義務なのになんと「●割が不使用」!チャイルドシートと子どもの死亡事故の関係
梅雨が明けると、いよいよ夏のレジャーシーズンの到来です! 家族で帰省したり、旅行したりと楽しいイベントが目白押しなのですが、この時期になると毎年痛ましい車の事故のニュースを耳にしますよね。
楽しい夏休みを悲しい思い出にしないためにも安全運転を心がけ、同乗する子供の安全にも気を配りたいものです。

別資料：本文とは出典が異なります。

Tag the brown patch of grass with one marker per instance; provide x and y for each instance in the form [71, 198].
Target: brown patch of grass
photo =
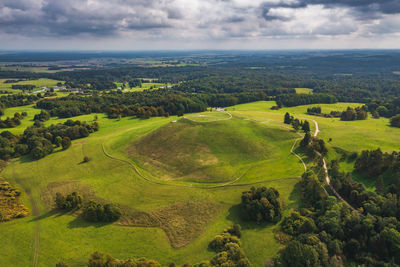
[10, 208]
[176, 148]
[182, 222]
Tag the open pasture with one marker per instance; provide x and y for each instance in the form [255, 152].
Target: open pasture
[191, 169]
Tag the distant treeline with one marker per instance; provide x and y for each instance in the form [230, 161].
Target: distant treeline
[39, 141]
[28, 87]
[16, 100]
[163, 102]
[14, 121]
[291, 100]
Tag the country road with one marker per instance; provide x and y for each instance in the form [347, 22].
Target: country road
[327, 179]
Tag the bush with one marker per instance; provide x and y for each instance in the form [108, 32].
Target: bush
[262, 204]
[96, 212]
[66, 142]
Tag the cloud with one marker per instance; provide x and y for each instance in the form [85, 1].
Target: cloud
[198, 20]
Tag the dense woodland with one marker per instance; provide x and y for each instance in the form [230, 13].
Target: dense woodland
[39, 141]
[324, 231]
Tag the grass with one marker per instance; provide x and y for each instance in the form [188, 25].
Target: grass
[218, 151]
[38, 83]
[145, 86]
[71, 239]
[254, 142]
[25, 122]
[303, 91]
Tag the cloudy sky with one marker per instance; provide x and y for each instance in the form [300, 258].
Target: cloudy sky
[198, 24]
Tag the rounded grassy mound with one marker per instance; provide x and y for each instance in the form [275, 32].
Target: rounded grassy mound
[214, 152]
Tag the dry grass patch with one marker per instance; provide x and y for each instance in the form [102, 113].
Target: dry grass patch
[182, 222]
[10, 208]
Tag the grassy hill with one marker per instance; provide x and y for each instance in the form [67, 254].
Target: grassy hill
[177, 157]
[217, 151]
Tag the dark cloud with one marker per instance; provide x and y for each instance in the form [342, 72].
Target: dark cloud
[363, 9]
[75, 17]
[199, 19]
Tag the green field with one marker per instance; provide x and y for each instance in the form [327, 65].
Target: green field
[145, 86]
[303, 90]
[182, 162]
[38, 83]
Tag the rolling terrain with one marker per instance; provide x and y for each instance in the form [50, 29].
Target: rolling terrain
[177, 179]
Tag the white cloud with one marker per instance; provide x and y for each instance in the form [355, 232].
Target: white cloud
[197, 23]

そこで今回は、警察庁とJAF(一般社団法人日本自動車連盟)が発表したチャイルドシート使用に関するデータや筆者の海外での経験を元に、車の事故から子供を守るために大切な“チャイルドシート”についてお話します。
■使わないママは非常識!
筆者は、オーストラリアで出産・育児を経験したのですが、現地での“子どもを守るための法律”の厳しさには大変驚かされました。
乳児・幼児連れは、絶対にチャイルドシートがなくては車に乗れません。「ちょっと友達にそこまで乗せてもらうだけだから」なんて言い訳は通用しないのです。子連れなのにチャイルドシートを持参せずに「そこまで車で送って」などと言おうものなら、即“非常識ママ”の烙印を押されてしまいます。タクシーですらチャイルドシートなしでは乗せてもらえないのです。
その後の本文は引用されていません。